Porto Velho, RO — O ministro do Supremo Tribunal Federal (STF), Alexandre de Moraes, decidiu manter, nesta terça-feira (30), a prisão preventiva de Alan Diego dos Santos Rodrigues, condenado por tentativa de atentado ao instalar uma bomba no eixo de um caminhão-tanque estacionado nas imediações do Aeroporto Internacional de Brasília, em 24 de dezembro de 2022.
A decisão foi proferida na Petição (Pet) 12445. Segundo Moraes, há risco concreto de reiteração criminosa caso o réu seja colocado em liberdade. O ministro ressaltou que Alan Diego fugiu de Brasília logo após o atentado frustrado e só foi preso em junho deste ano, no Mato Grosso, após ser localizado pelas autoridades.
“Há, portanto, fortes e graves indícios do risco concreto da reiteração delitiva e à aplicação da lei penal, em razão da fuga após a prática dos crimes, considerando o início da instrução criminal, após o recebimento da denúncia”, escreveu o magistrado.
Na decisão publicada nesta quarta-feira (31), Moraes destacou que não existe qualquer fato novo capaz de alterar o entendimento anterior sobre a necessidade da custódia cautelar.
“Destaca-se a necessidade de resguardar a ordem pública e da instrução criminal, inexistindo qualquer fato superveniente que possa afastar a necessidade de manutenção da prisão preventiva”, afirmou.
Em outubro, o ministro já havia negado pedido de soltura apresentado pela defesa do condenado.
Tentativa de golpe
Alan Diego está preso desde junho, por decisão do STF, após a Procuradoria-Geral da República (PGR) denunciá-lo, junto com outras duas pessoas, pelos crimes de tentativa de abolição do Estado Democrático de Direito, golpe de Estado e associação criminosa armada, além de requerer a prisão preventiva.

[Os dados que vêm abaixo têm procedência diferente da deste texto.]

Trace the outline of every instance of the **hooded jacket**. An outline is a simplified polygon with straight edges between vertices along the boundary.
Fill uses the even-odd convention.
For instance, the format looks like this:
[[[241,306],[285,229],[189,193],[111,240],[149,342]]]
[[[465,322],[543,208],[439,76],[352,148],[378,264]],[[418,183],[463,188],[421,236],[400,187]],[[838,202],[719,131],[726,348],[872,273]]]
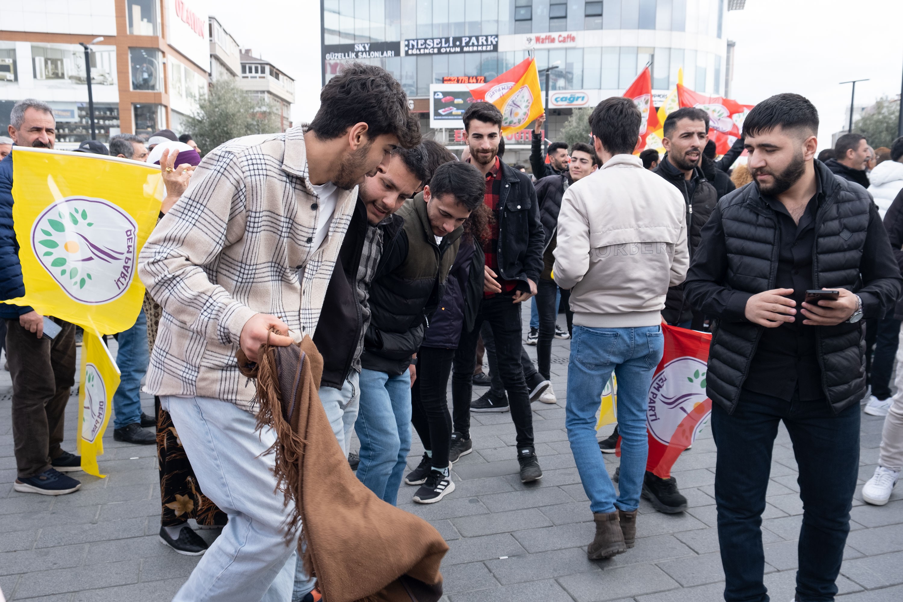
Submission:
[[[686,204],[674,186],[617,154],[564,193],[555,282],[571,289],[573,323],[634,328],[661,323],[668,287],[690,260]]]
[[[854,181],[862,188],[869,188],[869,176],[865,170],[854,170],[839,162],[836,159],[828,159],[824,162],[824,166],[831,170],[834,175],[838,175],[844,180]]]
[[[718,202],[718,190],[705,177],[703,170],[697,167],[694,175],[696,187],[691,199],[689,197],[690,189],[684,177],[684,172],[671,163],[667,153],[652,171],[670,182],[684,197],[686,210],[686,240],[690,257],[693,258],[696,247],[699,246],[700,241],[703,239],[703,227],[705,226],[705,222],[708,221],[709,216],[712,215],[712,211]],[[668,324],[678,324],[693,320],[693,308],[684,298],[683,284],[673,286],[668,290],[668,296],[665,301],[665,310],[662,311],[662,319]]]
[[[883,218],[890,207],[890,203],[897,198],[897,194],[903,190],[903,163],[896,161],[882,161],[869,174],[869,192],[878,205],[878,213]]]
[[[360,357],[361,367],[394,375],[407,370],[420,348],[464,231],[459,227],[437,245],[423,192],[405,200],[396,215],[405,226],[392,245],[384,243]]]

Outros dois envolvidos no episódio da bomba são o blogueiro Wellington Macedo de Souza, condenado a seis anos de prisão por planejar o atentado e dar carona a Alan no dia do crime, e George Washington de Oliveira Sousa, que confessou ter comprado explosivos e munições utilizados na tentativa de atentado.
De acordo com os autos, Alan Diego instalou o artefato explosivo em um caminhão-tanque próximo ao aeroporto e confessou ter recebido a bomba em um acampamento em frente ao Quartel-General do Exército, em Brasília, onde manifestantes defendiam um golpe de Estado.
Em maio de 2023, a 10ª Vara Federal do Distrito Federal condenou Alan Diego e outros dois acusados a cinco anos e quatro meses de prisão em regime fechado pelos crimes de explosão e incêndio. Posteriormente, a investigação foi encaminhada ao STF para apuração de crimes contra o Estado Democrático de Direito.
Já em dezembro de 2025, a Primeira Turma do STF decidiu, por unanimidade, tornar Alan Diego réu por crimes mais graves, como tentativa de golpe de Estado e associação criminosa armada, ao aceitar integralmente a denúncia apresentada pela PGR.